Re: [PATCH 1/3] commit: convert pop_most_recent_commit() to prio_queue

René Scharfe <l.s.r@xxxxxx> · Wed, 16 Jul 2025 11:39:49 +0200

On 7/16/25 7:05 AM, Jeff King wrote:
> On Tue, Jul 15, 2025 at 04:51:07PM +0200, René Scharfe wrote:
> 
>> pop_most_recent_commit() calls commit_list_insert_by_date(), which and
>> is itself called in a loop, which can lead to quadratic complexity.
>> Replace the commit_list with a prio_queue to ensure logarithmic worst
>> case complexity and convert all three users.
> 
> I guess I'm cc'd because of my frequent complains about the quadratic
> nature of our commit lists? :)

And because you introduced prio_queue.

> Mostly I asked because I had to look at pop_most_recent_commit() to see
> what operation would be made faster here. Looks like it's mostly ":/",
> but maybe also fetch's mark_recent_complete_commits()? I guess we might
> hit that if you have a huge number of refs?

The :/ handling was the easiest to test for me.  fetch_pack() and
walker_fetch() require some server side to set up, which seems not worth
it just to demonstrate quadratic behavior.  Having thousands of refs
would make the list long enough to notice, as would having lots of
merges.

My general idea is to get rid of commit_list_insert_by_date() eventually
to avoid quadratic complexity.

> I actually have a series turning rev_info.commits into a prio_queue
> which I need to polish up (mostly just writing commit messages; I've
> been running with it for almost 2 years without trouble).

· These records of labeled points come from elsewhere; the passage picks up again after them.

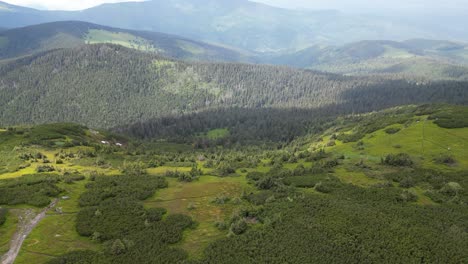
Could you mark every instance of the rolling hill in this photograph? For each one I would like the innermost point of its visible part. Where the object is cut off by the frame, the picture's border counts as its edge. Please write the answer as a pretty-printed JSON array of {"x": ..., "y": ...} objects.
[
  {"x": 105, "y": 85},
  {"x": 360, "y": 186},
  {"x": 418, "y": 57},
  {"x": 244, "y": 24},
  {"x": 70, "y": 34}
]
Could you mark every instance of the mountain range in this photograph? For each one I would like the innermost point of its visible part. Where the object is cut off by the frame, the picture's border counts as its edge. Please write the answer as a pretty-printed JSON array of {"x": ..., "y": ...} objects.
[
  {"x": 432, "y": 59},
  {"x": 244, "y": 24},
  {"x": 69, "y": 34},
  {"x": 108, "y": 85}
]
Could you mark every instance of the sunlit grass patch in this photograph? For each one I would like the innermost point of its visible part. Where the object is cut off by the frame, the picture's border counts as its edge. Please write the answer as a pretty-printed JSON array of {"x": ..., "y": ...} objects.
[{"x": 196, "y": 199}]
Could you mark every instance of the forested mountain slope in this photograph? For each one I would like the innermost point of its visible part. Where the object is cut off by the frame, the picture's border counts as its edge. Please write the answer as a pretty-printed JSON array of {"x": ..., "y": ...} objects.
[
  {"x": 248, "y": 25},
  {"x": 107, "y": 85},
  {"x": 383, "y": 187},
  {"x": 70, "y": 34},
  {"x": 419, "y": 57}
]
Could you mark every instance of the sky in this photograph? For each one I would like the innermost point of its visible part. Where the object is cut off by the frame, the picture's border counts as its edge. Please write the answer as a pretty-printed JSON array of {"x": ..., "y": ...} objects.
[
  {"x": 371, "y": 4},
  {"x": 63, "y": 4},
  {"x": 312, "y": 4}
]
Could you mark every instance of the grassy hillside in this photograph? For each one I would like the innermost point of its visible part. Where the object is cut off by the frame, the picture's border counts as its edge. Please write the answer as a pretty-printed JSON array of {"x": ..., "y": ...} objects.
[
  {"x": 387, "y": 177},
  {"x": 71, "y": 34},
  {"x": 107, "y": 86}
]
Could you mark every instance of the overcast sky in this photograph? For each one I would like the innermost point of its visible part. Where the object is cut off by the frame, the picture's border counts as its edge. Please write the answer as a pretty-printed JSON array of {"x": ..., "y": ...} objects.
[
  {"x": 63, "y": 4},
  {"x": 313, "y": 4},
  {"x": 371, "y": 4}
]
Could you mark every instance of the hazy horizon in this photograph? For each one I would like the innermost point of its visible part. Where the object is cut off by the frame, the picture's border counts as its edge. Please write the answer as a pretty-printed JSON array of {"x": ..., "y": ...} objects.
[{"x": 342, "y": 5}]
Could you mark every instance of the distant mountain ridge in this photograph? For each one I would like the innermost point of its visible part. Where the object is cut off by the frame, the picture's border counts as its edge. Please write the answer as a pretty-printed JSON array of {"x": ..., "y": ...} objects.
[
  {"x": 105, "y": 85},
  {"x": 70, "y": 34},
  {"x": 243, "y": 24},
  {"x": 416, "y": 57}
]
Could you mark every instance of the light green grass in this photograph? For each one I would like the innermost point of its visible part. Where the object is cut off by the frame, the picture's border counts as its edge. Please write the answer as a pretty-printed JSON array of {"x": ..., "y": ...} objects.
[
  {"x": 190, "y": 47},
  {"x": 218, "y": 133},
  {"x": 423, "y": 140},
  {"x": 7, "y": 230},
  {"x": 178, "y": 196},
  {"x": 95, "y": 36},
  {"x": 355, "y": 177},
  {"x": 56, "y": 233}
]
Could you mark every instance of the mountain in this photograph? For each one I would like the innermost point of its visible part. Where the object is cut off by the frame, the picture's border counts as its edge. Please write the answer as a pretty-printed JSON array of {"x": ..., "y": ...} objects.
[
  {"x": 70, "y": 34},
  {"x": 361, "y": 185},
  {"x": 417, "y": 57},
  {"x": 244, "y": 24},
  {"x": 106, "y": 85}
]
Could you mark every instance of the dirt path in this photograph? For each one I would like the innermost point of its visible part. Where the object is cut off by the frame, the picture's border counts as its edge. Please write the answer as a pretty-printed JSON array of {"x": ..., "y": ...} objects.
[{"x": 25, "y": 227}]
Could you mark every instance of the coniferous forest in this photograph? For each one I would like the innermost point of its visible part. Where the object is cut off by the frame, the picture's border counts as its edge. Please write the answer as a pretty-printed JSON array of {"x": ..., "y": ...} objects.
[{"x": 124, "y": 145}]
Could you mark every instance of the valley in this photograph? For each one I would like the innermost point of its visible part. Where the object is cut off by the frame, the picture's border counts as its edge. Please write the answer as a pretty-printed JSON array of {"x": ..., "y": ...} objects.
[
  {"x": 216, "y": 186},
  {"x": 233, "y": 132}
]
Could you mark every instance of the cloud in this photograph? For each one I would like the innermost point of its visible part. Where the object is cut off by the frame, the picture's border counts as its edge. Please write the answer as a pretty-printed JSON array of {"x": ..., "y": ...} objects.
[{"x": 63, "y": 4}]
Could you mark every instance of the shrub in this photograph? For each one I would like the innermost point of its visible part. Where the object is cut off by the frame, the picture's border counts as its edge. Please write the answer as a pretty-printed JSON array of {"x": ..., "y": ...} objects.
[
  {"x": 45, "y": 168},
  {"x": 407, "y": 196},
  {"x": 239, "y": 227},
  {"x": 392, "y": 130},
  {"x": 221, "y": 226},
  {"x": 155, "y": 214},
  {"x": 445, "y": 159},
  {"x": 398, "y": 160},
  {"x": 3, "y": 213},
  {"x": 407, "y": 182}
]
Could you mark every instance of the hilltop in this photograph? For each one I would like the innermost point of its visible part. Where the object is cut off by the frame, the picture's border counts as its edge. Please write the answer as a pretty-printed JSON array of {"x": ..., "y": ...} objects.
[
  {"x": 107, "y": 85},
  {"x": 419, "y": 57},
  {"x": 406, "y": 161},
  {"x": 72, "y": 34},
  {"x": 247, "y": 25}
]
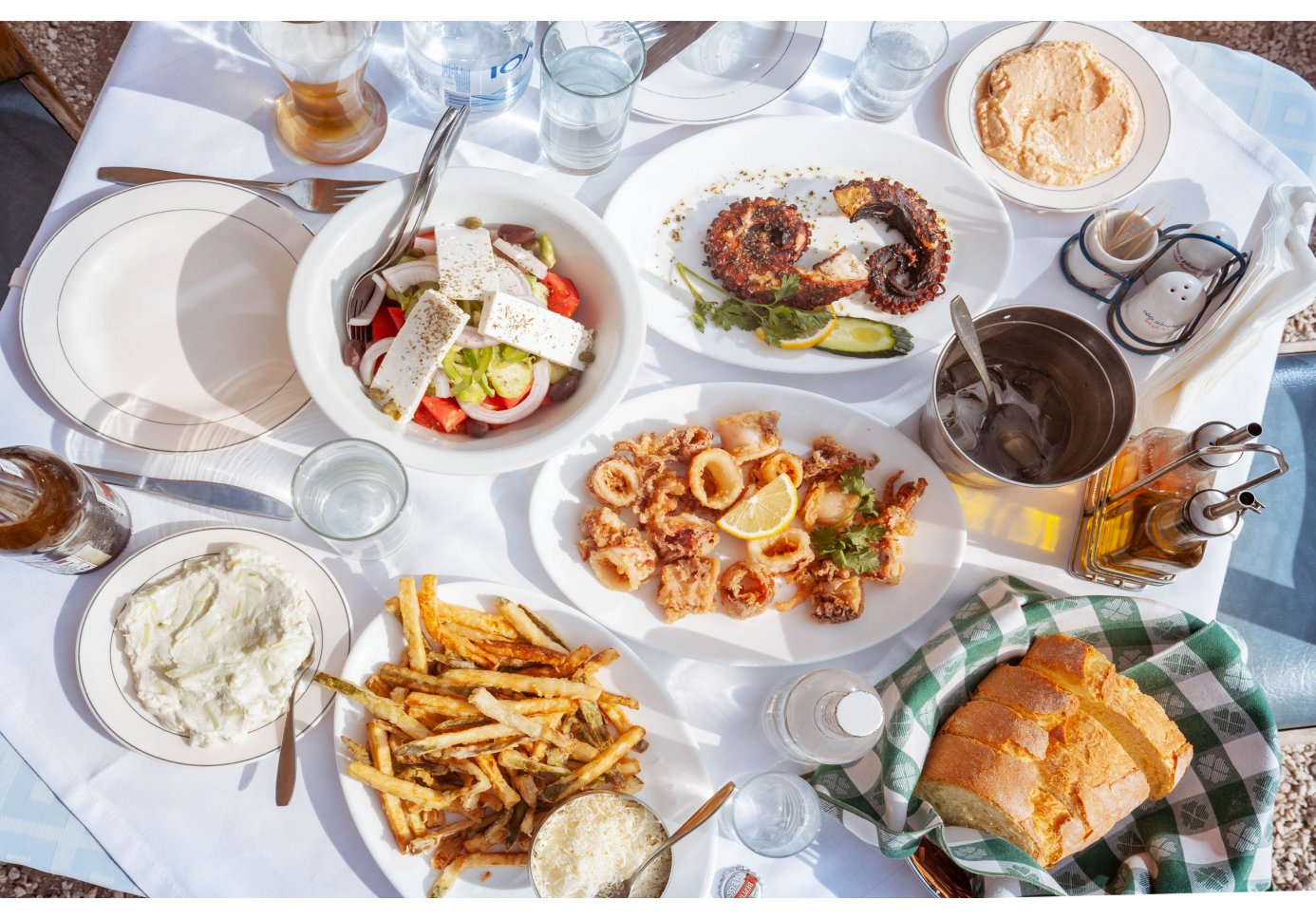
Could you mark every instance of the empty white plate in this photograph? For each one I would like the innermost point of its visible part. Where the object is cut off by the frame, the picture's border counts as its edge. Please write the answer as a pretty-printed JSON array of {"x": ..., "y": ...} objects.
[
  {"x": 106, "y": 681},
  {"x": 156, "y": 316},
  {"x": 732, "y": 68}
]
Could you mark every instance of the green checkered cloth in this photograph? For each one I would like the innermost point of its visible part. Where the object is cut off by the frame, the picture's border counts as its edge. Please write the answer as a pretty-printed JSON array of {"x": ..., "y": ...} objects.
[{"x": 1211, "y": 834}]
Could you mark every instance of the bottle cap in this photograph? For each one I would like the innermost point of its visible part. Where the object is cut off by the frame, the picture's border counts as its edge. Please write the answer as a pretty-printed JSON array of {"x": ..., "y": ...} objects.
[
  {"x": 739, "y": 882},
  {"x": 859, "y": 714}
]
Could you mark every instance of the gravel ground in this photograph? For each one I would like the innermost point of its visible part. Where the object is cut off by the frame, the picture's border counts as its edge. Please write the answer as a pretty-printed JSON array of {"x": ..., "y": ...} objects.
[{"x": 78, "y": 55}]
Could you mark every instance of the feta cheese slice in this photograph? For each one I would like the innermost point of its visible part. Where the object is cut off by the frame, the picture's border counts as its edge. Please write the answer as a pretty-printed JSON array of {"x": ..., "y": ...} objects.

Ironically it
> does not touch this spot, as these commit lists are formed on their own.

That is not a coincidence.  I had a look at that series and tried to
reach its goals while keeping rev_info.commits a commit_list.  Why?
Mostly being vaguely uncomfortable with prio_queue' memory overhead,
lack of type safety and dual use as a stack.  I still used it, but only
as local variable, not in the central struct rev_info.

Anyway, I failed; revision.c::get_revision_1() took an 8% performance
hit in my versions and none in yours, and I couldn't figure out why.
Perhaps I should revisit it with the new prio_queue_replace() in hand,
hmm..  For now I try to salvage the commit_list_insert_by_date()
replacement work outside of revision.c from that effort. 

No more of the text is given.